Amanda umklammerte den Arm ihres Manns, als Martin Humphries unangekündigt und uneingeladen auf der Hochzeitsfeier erschien.

In der Pelican Bar wurde es totenstill. Die Menge, die Amanda und Lars Fuchs mit schlüpfrigen Witzen und lunarem ›Raketensaft‹ lautstark gratuliert hatten, erstarrte plötzlich, als ob der Ort mit Flüssigstickstoff geflutet worden wäre. Fuchs tätschelte seiner Frau sanft und beschützend die Hand und schaute grimmig zu Humphries auf. Selbst Pancho Lane, die sonst nie um einen flapsigen Spruch verlegen war, blieb reglos an der Bar stehen. In der einen Hand hielt sie ihren Drink, die andere ballte sie zur Faust.

Eigentlich verirrte Humphries sich nie in den Pelican. Es war die Bar der Arbeiter, der Treffpunkt in Selenes unterirdischem Labyrinth aus Tunnels und Kammern, wo die Leute, die auf dem Mond lebten und arbeiteten, sich in der Gesellschaft ihrer Kameraden entspannten. Die Großkopferten wie Humphries frequentierten hingegen die noble Lounge oben in der Grand Plaza, wo die Manager und Touristen sich tummelten.

Humphries schien ihre Feindseligkeit indes gar nicht zu tangieren und absolvierte souverän das Spießrutenlaufen unter den bösen Blicken der Leute. Er wirkte hier völlig fehl am Platz: ein schmaler, manikürter Mann in einem maßgeschneiderten königsblauen Geschäftsanzug inmitten der jungen, proletarischen Bergleute und Maschinisten in ihren schäbigen, ausgebleichten Overalls und mit Ohrsteckern aus Asteroidensteinen. Selbst die Frauen muteten kräftiger und muskulöser an als Humphries.

Humphries’ Gesicht wirkte weich und konturlos, doch seine Augen sprachen eine ganz andere Sprache. Sie waren grau und mitleidlos, glichen Splittern aus Feuerstein und hatten die gleiche Farbe wie die Felswände und niedrige Decke der unterirdischen Bar.

Er ging zielstrebig durch die stille, missmutige Menge zum Tisch, an dem Amanda und Fuchs saßen.

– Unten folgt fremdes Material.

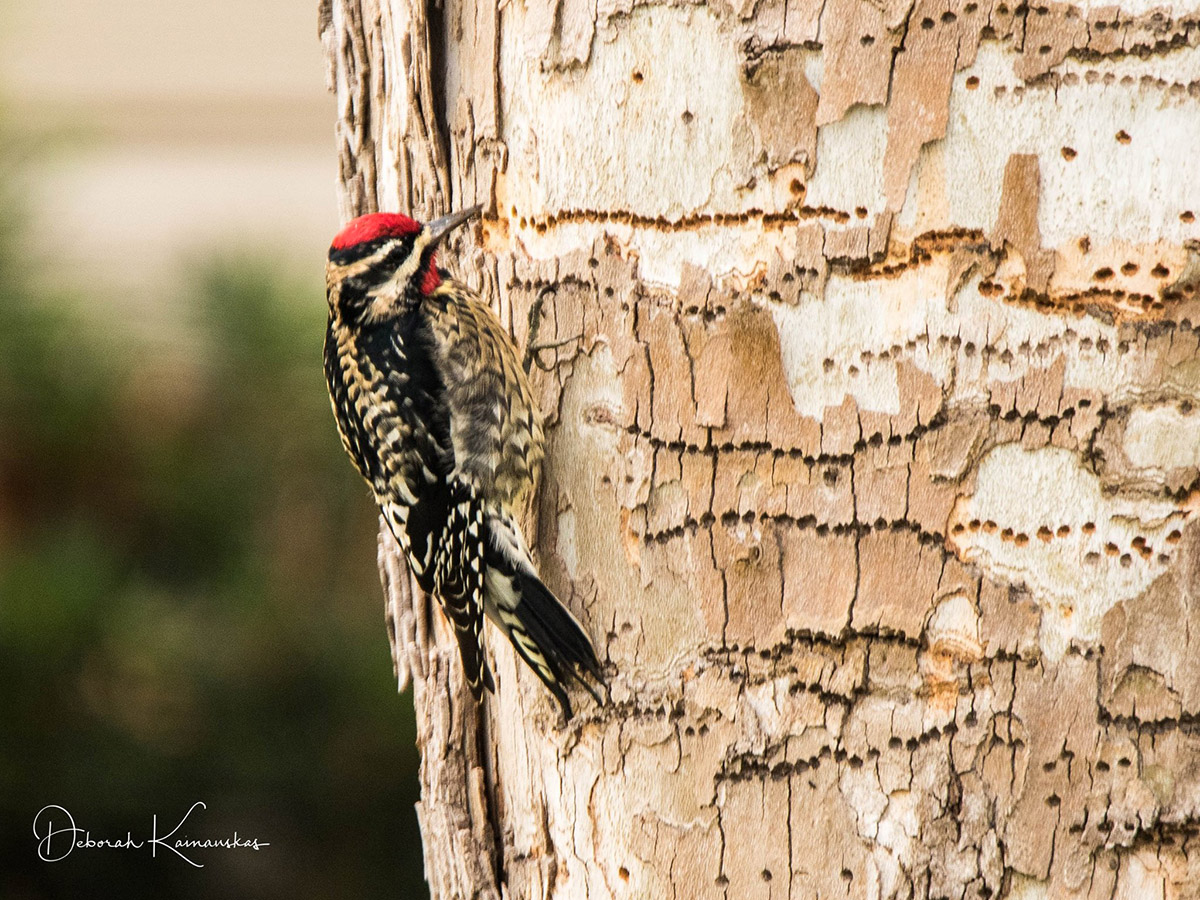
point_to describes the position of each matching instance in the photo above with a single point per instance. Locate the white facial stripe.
(388, 295)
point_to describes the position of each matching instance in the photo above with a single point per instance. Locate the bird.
(439, 419)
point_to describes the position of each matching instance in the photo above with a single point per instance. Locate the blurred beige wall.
(187, 126)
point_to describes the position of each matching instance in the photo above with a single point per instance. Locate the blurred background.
(189, 600)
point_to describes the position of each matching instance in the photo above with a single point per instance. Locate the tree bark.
(869, 343)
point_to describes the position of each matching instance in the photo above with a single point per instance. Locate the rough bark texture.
(869, 339)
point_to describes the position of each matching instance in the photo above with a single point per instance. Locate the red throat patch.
(431, 279)
(375, 226)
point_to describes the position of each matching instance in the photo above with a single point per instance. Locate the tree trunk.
(869, 343)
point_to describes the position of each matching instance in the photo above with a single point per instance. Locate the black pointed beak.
(441, 227)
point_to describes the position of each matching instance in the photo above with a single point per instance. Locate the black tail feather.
(553, 630)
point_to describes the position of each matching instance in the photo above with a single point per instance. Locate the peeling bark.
(869, 342)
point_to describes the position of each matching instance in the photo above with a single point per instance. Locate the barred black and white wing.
(497, 438)
(459, 568)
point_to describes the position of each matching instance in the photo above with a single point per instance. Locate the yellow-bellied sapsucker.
(438, 417)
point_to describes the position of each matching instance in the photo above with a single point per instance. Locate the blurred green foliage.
(189, 601)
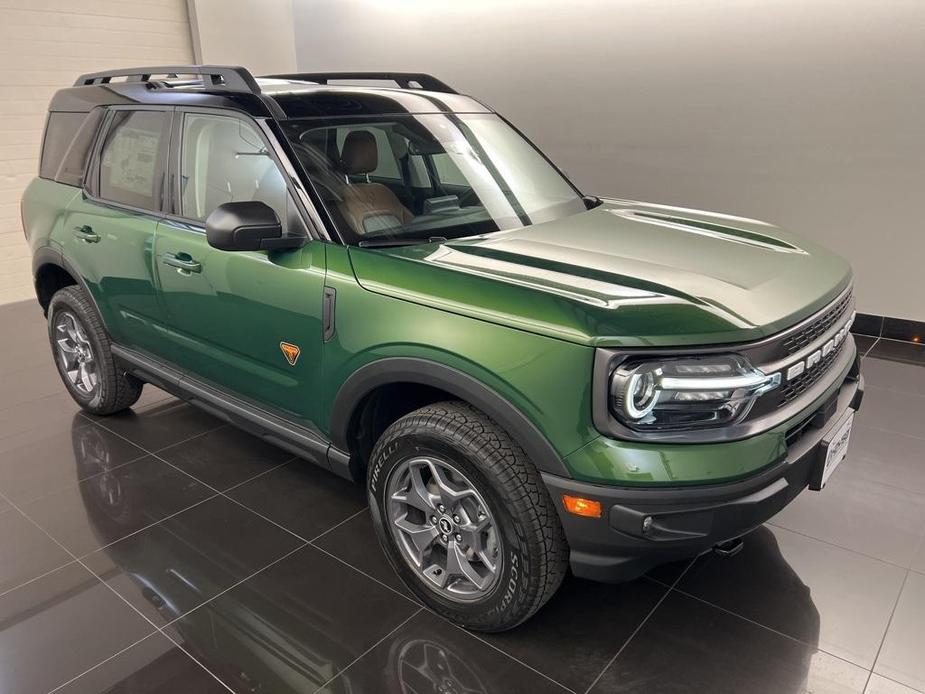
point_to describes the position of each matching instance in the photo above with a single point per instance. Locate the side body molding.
(429, 373)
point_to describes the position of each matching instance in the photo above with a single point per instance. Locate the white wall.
(808, 114)
(256, 34)
(45, 45)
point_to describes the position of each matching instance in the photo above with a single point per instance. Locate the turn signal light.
(582, 507)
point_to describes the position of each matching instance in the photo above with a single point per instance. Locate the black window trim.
(91, 180)
(172, 208)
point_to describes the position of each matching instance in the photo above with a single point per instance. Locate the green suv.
(393, 283)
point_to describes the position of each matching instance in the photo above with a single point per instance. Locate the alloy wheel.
(76, 353)
(443, 528)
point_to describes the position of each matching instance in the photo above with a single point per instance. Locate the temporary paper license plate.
(837, 448)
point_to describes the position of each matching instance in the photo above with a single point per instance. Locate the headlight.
(686, 393)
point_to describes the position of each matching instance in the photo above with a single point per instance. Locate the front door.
(246, 321)
(111, 224)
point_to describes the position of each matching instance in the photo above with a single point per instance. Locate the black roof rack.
(224, 77)
(405, 80)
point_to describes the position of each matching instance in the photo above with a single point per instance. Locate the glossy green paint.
(545, 378)
(610, 276)
(225, 322)
(520, 311)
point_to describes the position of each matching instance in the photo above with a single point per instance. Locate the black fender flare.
(49, 256)
(463, 386)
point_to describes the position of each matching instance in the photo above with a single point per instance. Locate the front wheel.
(464, 518)
(81, 347)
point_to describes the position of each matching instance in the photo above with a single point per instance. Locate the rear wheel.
(81, 347)
(464, 518)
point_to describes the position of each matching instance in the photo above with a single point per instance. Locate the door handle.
(86, 233)
(182, 261)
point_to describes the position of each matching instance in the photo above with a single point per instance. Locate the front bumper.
(685, 521)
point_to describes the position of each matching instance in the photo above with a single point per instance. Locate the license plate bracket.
(832, 451)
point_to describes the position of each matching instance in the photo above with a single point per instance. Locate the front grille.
(811, 332)
(799, 385)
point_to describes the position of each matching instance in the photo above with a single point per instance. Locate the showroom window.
(132, 158)
(223, 159)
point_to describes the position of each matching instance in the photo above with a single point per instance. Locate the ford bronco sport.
(396, 285)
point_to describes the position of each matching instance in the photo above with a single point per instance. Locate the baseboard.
(890, 328)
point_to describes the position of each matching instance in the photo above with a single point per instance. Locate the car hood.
(624, 273)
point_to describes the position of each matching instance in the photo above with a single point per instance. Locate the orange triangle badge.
(290, 351)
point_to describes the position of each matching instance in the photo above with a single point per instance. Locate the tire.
(104, 388)
(473, 454)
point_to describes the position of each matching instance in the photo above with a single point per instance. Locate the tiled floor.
(161, 551)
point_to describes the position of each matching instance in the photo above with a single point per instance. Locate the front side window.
(132, 158)
(455, 175)
(223, 159)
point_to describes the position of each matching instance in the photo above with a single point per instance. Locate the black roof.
(301, 95)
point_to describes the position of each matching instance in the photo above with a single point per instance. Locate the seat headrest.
(360, 154)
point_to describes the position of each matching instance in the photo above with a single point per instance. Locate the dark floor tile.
(573, 637)
(292, 627)
(903, 329)
(853, 512)
(669, 573)
(153, 666)
(901, 656)
(881, 685)
(36, 381)
(893, 410)
(225, 457)
(355, 543)
(688, 646)
(864, 343)
(302, 498)
(908, 353)
(429, 655)
(160, 425)
(59, 626)
(172, 567)
(33, 420)
(62, 459)
(152, 395)
(109, 506)
(896, 460)
(828, 597)
(882, 372)
(25, 551)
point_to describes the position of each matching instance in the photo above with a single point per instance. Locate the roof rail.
(224, 77)
(405, 80)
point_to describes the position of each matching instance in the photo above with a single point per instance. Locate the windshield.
(411, 177)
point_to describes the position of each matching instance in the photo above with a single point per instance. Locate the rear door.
(233, 314)
(110, 226)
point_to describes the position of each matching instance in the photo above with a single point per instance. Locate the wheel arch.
(51, 272)
(426, 382)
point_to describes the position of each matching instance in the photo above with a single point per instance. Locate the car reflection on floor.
(264, 636)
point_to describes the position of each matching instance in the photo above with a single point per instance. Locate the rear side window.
(132, 158)
(66, 149)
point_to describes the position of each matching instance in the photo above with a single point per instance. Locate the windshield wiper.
(400, 241)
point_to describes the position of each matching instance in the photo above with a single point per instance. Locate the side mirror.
(247, 226)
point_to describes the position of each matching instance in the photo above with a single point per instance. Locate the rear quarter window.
(66, 148)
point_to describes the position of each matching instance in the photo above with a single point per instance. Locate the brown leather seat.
(368, 206)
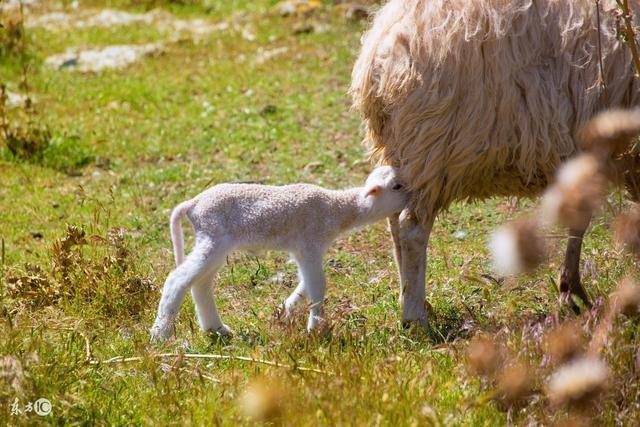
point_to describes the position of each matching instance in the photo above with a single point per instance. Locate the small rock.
(303, 28)
(356, 12)
(310, 167)
(268, 110)
(460, 235)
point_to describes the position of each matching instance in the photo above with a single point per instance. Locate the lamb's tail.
(175, 225)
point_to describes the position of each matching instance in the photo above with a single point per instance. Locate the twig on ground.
(123, 359)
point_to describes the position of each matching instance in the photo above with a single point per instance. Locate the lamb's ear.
(373, 191)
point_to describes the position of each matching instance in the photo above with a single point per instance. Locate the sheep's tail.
(175, 226)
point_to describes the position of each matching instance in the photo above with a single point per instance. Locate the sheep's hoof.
(161, 332)
(224, 331)
(421, 323)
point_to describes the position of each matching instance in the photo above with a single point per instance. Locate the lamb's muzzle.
(301, 219)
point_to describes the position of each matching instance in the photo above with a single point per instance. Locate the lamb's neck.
(358, 211)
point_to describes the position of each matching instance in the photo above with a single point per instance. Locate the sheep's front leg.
(314, 286)
(413, 238)
(394, 229)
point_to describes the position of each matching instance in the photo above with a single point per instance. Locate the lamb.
(470, 99)
(302, 219)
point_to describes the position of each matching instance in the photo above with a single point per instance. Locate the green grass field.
(127, 145)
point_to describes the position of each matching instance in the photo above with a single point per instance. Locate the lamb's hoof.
(222, 331)
(420, 322)
(161, 332)
(319, 326)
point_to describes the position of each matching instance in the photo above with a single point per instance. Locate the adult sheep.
(476, 98)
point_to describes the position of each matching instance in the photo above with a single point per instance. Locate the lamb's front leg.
(314, 286)
(413, 238)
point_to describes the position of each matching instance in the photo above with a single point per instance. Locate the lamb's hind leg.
(313, 285)
(413, 238)
(196, 267)
(570, 274)
(204, 299)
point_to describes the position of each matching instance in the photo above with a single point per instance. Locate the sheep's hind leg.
(292, 300)
(413, 238)
(570, 274)
(196, 267)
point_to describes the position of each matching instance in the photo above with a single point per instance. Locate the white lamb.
(302, 219)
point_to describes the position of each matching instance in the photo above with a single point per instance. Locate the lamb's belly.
(260, 243)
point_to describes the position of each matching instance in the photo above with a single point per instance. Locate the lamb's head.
(384, 193)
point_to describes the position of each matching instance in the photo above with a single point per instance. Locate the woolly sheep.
(302, 219)
(475, 98)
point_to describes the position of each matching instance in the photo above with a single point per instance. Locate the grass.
(128, 145)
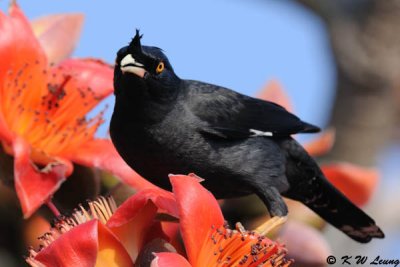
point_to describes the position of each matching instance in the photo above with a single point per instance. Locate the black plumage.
(239, 145)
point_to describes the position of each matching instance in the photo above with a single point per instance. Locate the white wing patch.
(259, 133)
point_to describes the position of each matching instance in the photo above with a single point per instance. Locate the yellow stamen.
(226, 247)
(102, 209)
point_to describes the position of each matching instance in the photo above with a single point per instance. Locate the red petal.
(111, 251)
(92, 73)
(133, 232)
(198, 212)
(274, 92)
(101, 153)
(164, 200)
(58, 34)
(77, 247)
(322, 144)
(18, 44)
(355, 182)
(305, 244)
(167, 259)
(35, 187)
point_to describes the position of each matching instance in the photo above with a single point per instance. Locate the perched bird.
(238, 144)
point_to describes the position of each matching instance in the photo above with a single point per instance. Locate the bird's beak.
(129, 64)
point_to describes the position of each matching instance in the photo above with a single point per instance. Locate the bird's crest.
(135, 43)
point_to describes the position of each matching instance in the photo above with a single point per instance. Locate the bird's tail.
(309, 185)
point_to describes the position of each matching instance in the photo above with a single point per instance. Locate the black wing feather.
(231, 115)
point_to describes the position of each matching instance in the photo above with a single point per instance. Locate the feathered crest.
(135, 43)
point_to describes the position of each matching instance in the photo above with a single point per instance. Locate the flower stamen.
(102, 209)
(238, 247)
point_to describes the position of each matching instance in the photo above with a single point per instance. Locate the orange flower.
(43, 114)
(87, 238)
(356, 182)
(107, 236)
(208, 241)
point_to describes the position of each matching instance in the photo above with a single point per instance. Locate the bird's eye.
(160, 67)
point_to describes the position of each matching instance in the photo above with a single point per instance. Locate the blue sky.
(237, 44)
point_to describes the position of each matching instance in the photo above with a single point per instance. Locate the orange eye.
(160, 67)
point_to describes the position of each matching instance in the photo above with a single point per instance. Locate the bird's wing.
(231, 115)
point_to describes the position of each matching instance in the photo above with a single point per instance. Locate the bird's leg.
(276, 207)
(271, 224)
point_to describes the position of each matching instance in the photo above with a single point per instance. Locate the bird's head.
(144, 70)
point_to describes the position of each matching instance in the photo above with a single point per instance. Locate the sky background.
(237, 44)
(234, 43)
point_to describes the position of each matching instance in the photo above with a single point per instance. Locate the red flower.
(208, 241)
(106, 236)
(43, 114)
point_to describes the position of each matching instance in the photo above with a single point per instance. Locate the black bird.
(240, 145)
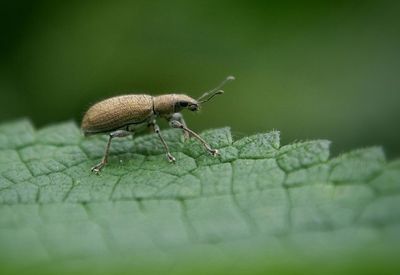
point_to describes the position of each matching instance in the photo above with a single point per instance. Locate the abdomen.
(117, 112)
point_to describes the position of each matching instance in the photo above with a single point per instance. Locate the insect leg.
(156, 130)
(119, 133)
(177, 124)
(179, 117)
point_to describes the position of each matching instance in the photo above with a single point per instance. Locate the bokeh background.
(311, 69)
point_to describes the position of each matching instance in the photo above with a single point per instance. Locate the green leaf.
(259, 206)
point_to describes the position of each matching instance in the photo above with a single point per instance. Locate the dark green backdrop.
(308, 69)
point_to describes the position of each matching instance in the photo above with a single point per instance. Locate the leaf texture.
(259, 204)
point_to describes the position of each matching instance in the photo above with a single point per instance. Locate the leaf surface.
(259, 204)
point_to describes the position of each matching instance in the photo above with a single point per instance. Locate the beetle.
(125, 115)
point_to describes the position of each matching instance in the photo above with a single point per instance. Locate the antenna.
(216, 91)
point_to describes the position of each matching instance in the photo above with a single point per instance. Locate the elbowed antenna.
(215, 91)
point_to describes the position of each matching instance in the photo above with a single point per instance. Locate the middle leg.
(156, 130)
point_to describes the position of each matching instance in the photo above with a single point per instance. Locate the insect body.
(124, 115)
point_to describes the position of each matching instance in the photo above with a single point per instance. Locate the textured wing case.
(117, 112)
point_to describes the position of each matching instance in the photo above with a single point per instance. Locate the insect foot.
(214, 152)
(97, 168)
(171, 158)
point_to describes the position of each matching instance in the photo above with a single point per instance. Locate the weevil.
(125, 115)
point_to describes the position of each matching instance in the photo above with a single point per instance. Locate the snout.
(193, 107)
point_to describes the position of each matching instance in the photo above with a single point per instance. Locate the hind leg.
(119, 133)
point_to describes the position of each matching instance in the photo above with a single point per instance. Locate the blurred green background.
(309, 69)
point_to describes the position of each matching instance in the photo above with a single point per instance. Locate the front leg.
(179, 117)
(156, 130)
(177, 124)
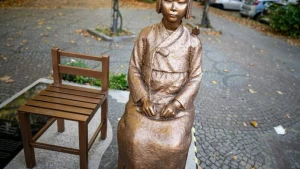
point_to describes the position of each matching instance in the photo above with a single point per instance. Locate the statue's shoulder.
(195, 41)
(146, 31)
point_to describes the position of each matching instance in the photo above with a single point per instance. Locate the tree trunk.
(205, 22)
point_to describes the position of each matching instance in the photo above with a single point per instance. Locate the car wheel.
(242, 15)
(257, 16)
(220, 6)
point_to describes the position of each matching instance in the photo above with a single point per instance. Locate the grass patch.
(116, 81)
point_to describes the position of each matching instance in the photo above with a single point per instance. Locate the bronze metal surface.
(164, 77)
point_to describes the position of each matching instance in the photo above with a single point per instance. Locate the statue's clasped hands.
(169, 111)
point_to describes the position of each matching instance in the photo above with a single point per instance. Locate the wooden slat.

»Ich weiß, dass ich nicht zu eurer Party eingeladen bin«, sagte er mit ruhiger und fester Stimme. »Ich hoffe, ihr verzeiht mir mein unangemeldetes Erscheinen. Ich werde auch nicht lang bleiben.«

»Was wollen Sie?«, fragte Fuchs mit finsterem Blick, ohne sich von seinem Stuhl neben seiner Braut zu erheben. Er war dunkelhaarig und ein Bär von einem Mann — mit einer Tonnenbrust und kurzen, muskelbepackten Armen und Beinen. Der Knopf im linken Ohr war ein Diamant, den er in seiner Studentenzeit in der Schweiz gekauft hatte.

»Ich will Ihre Frau«, sagte Humphries mit einem sehnsüchtigen Lächeln, »aber sie hat Ihnen den Vorzug gegeben.«

Nun erhob Fuchs sich doch langsam vom Stuhl und ballte die großen Hände mit den dicken Fingern zu Fäusten. Alle Anwesenden im Pub richteten den Blick auf ihn und hielten den Atem an.

Amanda schaute von Fuchs zu Humphries und wieder zurück. Sie schien der Panik nahe. Sie war eine außergewöhnlich schöne Frau mit großen Augen in einem unschuldigen Gesicht und mit einer Figur, bei der Männer ins Schwärmen gerieten und Frauen mit unverhohlenem Neid sie anstarrten. Sogar in einem schlichten weißen Springeranzug sah sie bezaubernd aus.

»Lars«, flüsterte Amanda. »Bitte.«

Humphries hob beide Hände, sodass die Handflächen nach vorn wiesen. »Vielleicht habe ich mich etwas unglücklich ausgedrückt. Ich bin nicht gekommen, um Streit zu suchen.«

»Wieso sind Sie dann gekommen?«, fragte Fuchs mit einem leisen Knurren.

»Um euch ein Hochzeitsgeschenk zu überreichen«, sagte Humphries mit einem Lächeln. »Als Friedensangebot … sozusagen.«

»Ein Geschenk?«, fragte Amanda.

»Falls ihr es von mir annehmt«, sagte Humphries.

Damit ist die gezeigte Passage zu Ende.